Agora

Sociedade da tecnologia ou da comunicação?



 Por: Luciana Varga*

Metaverso. Realidade virtual. Inteligência Artificial. Robôs. O que você, Homo Sapiens, sente e pensa quando é bombardeado com estes termos e informações do que parece um novo mundo? Certamente sente uma pressão para conhecer isso tudo e, ao mesmo tempo, uma dúvida sobre qual o seu lugar no mundo diante de todas estas novidades.

Aí entra a comunicação! Em um mundo onde máquinas estão substituindo a mão de obra humana e avançando cada vez mais, o que vai nos diferenciar e nos destacar no mercado? Uma habilidade eminentemente humana, que nenhum robô conseguirá reproduzir e substituir verdadeiramente: a comunicação! Estou falando de comunicação verdadeira, a que nos conecta, empática, que promove relacionamentos e que é fundamental para quem vive em sociedade como nós. 

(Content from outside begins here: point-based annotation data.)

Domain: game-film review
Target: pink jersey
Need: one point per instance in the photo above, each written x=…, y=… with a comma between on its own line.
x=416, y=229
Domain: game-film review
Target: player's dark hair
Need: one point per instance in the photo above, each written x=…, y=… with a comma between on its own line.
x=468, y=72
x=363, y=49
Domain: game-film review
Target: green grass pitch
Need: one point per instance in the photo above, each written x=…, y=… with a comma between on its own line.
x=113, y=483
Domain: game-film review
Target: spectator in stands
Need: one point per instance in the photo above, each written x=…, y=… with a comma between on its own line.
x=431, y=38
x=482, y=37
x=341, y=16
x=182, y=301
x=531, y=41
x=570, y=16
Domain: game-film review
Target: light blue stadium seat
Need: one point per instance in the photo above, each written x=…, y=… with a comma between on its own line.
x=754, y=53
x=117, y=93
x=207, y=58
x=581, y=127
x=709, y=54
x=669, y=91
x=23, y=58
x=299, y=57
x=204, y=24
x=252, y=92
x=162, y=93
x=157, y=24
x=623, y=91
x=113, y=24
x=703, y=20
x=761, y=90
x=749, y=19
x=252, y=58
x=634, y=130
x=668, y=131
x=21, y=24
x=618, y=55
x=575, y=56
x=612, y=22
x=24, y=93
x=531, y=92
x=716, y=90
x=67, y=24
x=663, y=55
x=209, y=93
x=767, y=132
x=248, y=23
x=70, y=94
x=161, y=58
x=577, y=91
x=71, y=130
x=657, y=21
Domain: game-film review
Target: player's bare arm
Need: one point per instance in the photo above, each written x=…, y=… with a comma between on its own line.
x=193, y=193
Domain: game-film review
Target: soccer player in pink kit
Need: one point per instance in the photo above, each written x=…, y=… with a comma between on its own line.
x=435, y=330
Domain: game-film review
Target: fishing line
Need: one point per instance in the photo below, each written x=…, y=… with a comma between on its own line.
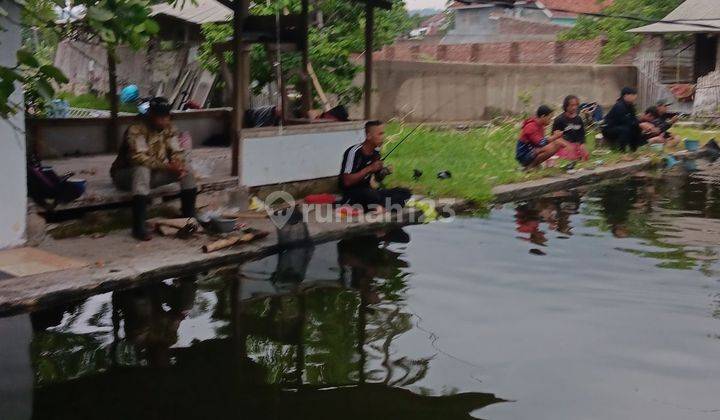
x=432, y=114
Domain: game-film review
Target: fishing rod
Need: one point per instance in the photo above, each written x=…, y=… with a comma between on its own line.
x=432, y=114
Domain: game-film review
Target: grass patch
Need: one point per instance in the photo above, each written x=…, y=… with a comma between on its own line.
x=480, y=159
x=92, y=101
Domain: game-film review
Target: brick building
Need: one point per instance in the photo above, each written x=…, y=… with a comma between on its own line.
x=480, y=21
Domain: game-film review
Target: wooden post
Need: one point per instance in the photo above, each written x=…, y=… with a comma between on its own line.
x=369, y=26
x=305, y=80
x=112, y=137
x=240, y=84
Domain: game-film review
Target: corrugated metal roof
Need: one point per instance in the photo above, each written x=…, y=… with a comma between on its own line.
x=205, y=11
x=701, y=15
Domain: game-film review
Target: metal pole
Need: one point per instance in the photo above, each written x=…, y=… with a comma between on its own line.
x=369, y=26
x=306, y=86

Muitas vezes não percebemos a importância da comunicação nas nossas vidas e no mundo, em todos os âmbitos e ambientes. Já pararam para pensar em quantos estímulos comunicacionais recebemos e enviamos a cada dia? Desde a hora em que acordamos até o momento de dormir. E não me refiro apenas à comunicação verbal, e sim à comunicação total, incluindo a não verbal (corporal, facial, gestual). Quantas vezes nos comunicamos e conseguimos realizar coisas, reforçar laços e criar vínculos apenas com o olhar? Aí reside a beleza e o genuíno poder da comunicação.

Por isso, quando vemos as pesquisas de "profissões do futuro", "habilidades mais valorizadas atualmente" temos a comunicação e suas vertentes - empatia, saber trabalhar em equipe, oratória,... - como destaque. Porque o técnico, o braçal, os cálculos, são melhores executados pelas máquinas, isso já é realidade, mas o que conecta, o que engaja e o que motiva para crescer é feito por quem domina a comunicação.

Reforço aqui com uma frase que ouvi em uma Conferência e que me marcou: "para não ser substituído por um robô, não aja como um"! Assim, pensar a comunicação nas nossas vidas e como a fazemos no nosso dia a dia é o nosso diferencial. Uma sociedade dominada por máquinas necessita cada vez mais de um elo humano, único e genuíno, como a comunicação. Então, que tal exercermos nossa melhor comunicação, para criarmos ambientes agradáveis, relacionamentos verdadeiros e sermos a diferença nesse mundo?

*Luciana Varga é jornalista e professora de Graduação e Pós-Graduação da Estácio.